Nietzsche’s own reflections on
 what is needed for an “education” as such are quite formidable—even as his own education was an extraordinary one. To this extent, we betray something of the limitations of our own formation whenever we find ourselves insisting that Nietzsche took or borrowed  his ideas from other thinkers—what does it mean (and this will be the point here) to take or borrow” an idea?ranging from Pascal and Spinoza or else Spir and Lange or Emerson, or Gerber, or Stirner or ultimately and of course, from Wagner himself (especially for the Wagnerians for whom no limit to the master’s own cultural prowess can be imagined).  
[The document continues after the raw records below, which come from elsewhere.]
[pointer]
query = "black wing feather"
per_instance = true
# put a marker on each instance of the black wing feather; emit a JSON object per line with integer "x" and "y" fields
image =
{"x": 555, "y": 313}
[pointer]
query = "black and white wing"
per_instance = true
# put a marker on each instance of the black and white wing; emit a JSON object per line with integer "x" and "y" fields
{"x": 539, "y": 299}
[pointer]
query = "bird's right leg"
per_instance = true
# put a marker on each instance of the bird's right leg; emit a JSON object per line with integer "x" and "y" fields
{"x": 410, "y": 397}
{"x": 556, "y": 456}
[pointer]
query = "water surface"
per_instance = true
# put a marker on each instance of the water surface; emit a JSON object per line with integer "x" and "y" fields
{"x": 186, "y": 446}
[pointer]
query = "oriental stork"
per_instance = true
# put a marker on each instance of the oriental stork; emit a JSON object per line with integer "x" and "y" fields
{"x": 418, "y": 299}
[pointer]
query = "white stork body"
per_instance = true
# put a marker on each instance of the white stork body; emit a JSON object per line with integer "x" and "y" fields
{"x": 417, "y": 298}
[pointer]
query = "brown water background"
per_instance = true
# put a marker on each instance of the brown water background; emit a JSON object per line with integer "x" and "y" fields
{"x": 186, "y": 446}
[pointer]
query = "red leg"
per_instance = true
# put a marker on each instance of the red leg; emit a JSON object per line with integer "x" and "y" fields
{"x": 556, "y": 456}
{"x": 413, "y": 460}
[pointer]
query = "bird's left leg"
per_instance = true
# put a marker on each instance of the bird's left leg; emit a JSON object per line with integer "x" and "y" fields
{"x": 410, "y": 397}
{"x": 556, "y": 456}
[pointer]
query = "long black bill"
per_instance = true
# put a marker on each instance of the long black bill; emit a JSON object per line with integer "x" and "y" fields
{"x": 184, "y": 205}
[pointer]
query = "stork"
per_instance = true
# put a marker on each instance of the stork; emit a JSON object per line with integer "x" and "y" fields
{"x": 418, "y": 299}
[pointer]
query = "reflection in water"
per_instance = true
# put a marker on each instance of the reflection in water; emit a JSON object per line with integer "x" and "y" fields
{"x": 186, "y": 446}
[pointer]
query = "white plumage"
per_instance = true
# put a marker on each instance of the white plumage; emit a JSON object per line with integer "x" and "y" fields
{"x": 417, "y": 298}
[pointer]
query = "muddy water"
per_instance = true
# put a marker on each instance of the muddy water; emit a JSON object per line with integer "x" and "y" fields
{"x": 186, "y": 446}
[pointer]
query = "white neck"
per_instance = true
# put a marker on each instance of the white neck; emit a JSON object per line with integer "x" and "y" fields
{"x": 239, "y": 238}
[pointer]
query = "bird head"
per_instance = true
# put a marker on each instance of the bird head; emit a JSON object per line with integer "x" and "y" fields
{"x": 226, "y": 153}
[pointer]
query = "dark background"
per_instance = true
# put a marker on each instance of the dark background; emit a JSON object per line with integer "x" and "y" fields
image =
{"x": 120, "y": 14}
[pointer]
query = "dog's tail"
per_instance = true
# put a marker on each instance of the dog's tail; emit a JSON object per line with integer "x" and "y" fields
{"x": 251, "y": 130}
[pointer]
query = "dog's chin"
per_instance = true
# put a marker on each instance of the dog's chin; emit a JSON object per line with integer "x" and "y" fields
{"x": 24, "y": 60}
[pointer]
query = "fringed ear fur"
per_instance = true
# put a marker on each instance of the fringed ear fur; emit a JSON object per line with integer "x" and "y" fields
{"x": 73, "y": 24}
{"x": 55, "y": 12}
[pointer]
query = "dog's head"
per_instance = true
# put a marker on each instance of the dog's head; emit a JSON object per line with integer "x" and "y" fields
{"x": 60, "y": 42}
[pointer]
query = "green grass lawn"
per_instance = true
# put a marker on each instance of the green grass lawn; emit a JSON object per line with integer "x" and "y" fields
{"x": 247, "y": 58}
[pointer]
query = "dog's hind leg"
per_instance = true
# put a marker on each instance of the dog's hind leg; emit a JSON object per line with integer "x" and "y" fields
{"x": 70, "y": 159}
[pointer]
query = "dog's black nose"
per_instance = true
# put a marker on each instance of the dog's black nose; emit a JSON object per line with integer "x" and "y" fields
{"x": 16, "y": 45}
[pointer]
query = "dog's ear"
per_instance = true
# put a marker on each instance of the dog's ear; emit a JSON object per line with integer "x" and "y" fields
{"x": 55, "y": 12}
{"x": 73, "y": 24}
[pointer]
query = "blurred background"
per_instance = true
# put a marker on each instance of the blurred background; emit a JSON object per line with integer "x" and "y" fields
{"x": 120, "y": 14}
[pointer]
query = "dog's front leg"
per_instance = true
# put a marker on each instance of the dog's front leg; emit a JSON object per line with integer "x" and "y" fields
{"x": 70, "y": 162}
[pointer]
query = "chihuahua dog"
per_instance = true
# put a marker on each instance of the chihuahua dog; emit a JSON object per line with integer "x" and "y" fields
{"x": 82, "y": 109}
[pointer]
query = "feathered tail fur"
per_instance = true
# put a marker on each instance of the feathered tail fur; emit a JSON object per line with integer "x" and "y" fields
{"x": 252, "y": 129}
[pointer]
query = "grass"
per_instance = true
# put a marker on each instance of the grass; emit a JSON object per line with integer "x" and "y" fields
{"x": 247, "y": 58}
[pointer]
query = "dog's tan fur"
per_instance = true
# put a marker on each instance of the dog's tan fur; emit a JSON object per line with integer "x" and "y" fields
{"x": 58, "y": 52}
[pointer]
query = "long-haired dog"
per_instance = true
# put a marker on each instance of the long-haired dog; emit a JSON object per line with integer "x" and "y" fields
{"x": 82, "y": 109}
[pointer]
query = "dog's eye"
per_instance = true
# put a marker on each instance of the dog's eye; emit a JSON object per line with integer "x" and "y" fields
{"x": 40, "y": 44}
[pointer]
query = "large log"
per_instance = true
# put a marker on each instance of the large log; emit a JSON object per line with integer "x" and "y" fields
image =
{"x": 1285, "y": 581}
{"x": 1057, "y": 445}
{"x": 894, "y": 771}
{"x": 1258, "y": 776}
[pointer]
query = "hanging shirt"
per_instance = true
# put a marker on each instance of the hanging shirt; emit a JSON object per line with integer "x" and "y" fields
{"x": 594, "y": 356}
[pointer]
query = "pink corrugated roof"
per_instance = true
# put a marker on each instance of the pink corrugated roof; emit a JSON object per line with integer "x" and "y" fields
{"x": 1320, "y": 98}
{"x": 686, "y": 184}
I am not saying that Nietzsche was not familiar with these thinkers, far from it. I am saying that an education is this familiarity and much, much more. Thus although it is amusing to note that the identity of the supposed origination of (the so-called ‘sources’ for) Nietzsche’s ideas just happens to change in the scholarly literature over time (and not less with the mood and, nota bene!, educational formation of his commentators), it is also noteworthy that the very same set of assumptions applies (negatively speaking) for those who are fond of insisting that Nietzsche could never have read Kant (just to pick one contentious example, contentious given the influence of Kant on the 19th century, an influence we fail to see in the 20th as in the 21st century, at least so far).
The idea that an education, the getting of or the having of one, is a simple affair, and thus that the parallel idea of an upgrade to the more-than-human, that is now: the trans-human would simply be like taking a course, signing up for an instructive module, supposes that one pretend, (as transhumanists do like to pretend) that one can/should set aside questions of cultural inequalities, differences in wealth, “class” differences and so on. In this (an sich inherently optimistic when it is not calculating when it is not deliberately mendacious) regard, the transhumanist movement may be revealed as a humanism, here using the term as Sartre once spoke of Existentialism as a Humanism.
By contrast Heidegger’s “Humanismusbrief” is written against such a presupposition. See Sartre’s L’existentialism est un humanisme and compare both with Sloterdijk’s controversial Elmau lecture: Regeln für den Menschenpark. 
Hence and at least in principle, human enhancement may be regarded, if only for the sake of argument, as corresponding to “enhancement for all,” like “micro-chips for all,” or “airport security searches for all.”